1994 yılında Refah Partisi İstanbul Büyükşehir Belediye Başkanlığı’nı kazandığı zaman, o kadar sevinmiştik ki emin olun bir hafta geceleri uyku uyuyamıyorduk. Bizans’ın, Roma’nın başkentinin Fatih Sultan Mehmet Han tarafından fethedildiğinde o günkü Müslümanların sevindiği kadar bizim de sevindiğimizi söylersem abartmış olmam. Aradan 25 yıl geçti, ben İstanbul Büyükşehir Belediyesi’nden ne iş aldım, ne adam koydum ne de kimsenin işine aracı oldum. Sizin anlayacağınız CHP seçimi almış olsaydı da benim için fark eden bir şey yoktu. Refah Partisi aldı, yine benim için fark eden bir şey olmadı. Büyük oğlum Bilgisayar mühendisi, 6 ay önce yüksek maaşla İstanbul Büyükşehir’de iş teklif etmişler, o da kabul etmemiş, şimdi diyor ki ‘iyi ki etmemişim’. Ancak asıl konumuz bunlar değil, konumuz İstanbul seçimlerinin neden kaybedildiği ve İmamoğlu’nun mazbatasının neden verilmediği konusudur.

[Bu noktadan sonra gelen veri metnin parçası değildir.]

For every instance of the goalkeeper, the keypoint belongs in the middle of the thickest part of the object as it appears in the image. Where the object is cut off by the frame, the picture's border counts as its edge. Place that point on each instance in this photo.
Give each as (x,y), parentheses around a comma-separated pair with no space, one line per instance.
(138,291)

Önce AK Parti İstanbul seçimlerini neden kaybetti, onu konuşalım. Cumhurbaşkanı teşkilatlara kızmış, operasyon yapılacakmış haberlerini okudum ama kazın ayağı hiç de öyle değil. Şayet Cumhurbaşkanı hakkaniyetle suçlu arıyorsa önce damadı Berat Albayrak’ı Bakanlıktan alacak toplumu bir rahatlatacak. Seçmen bu işi o kadar kafaya takmış ki seçim pusulasına ‘damat varsa ben yokum’ yazacak kadar ileriye gitmiş. Cumhurbaşkanı hâlâ daha suçu başkalarında arıyorsa yanlış yapıyor. AK Parti o kadar çok hata yaptı ki akıllara zarar. Yılbaşından itibaren poşetleri paralı yaptı. Buna öyle büyük bir tepki geldi ki anlatamam, poşetin zamanı şimdi miydi? Soğan ve patates konusunda da çok hata yapıldı. Baktın ki soğan patates iç piyasada yeterli değil, ithal edersin tüm piyasaya verirsin olur biter. Milleti kuyruklara sokup bir de peşinden ‘bu kuyruk varlık kuyruğu’ deyip adeta dalga geçer gibi beyanat vermek de işin tuzu biberi oldu.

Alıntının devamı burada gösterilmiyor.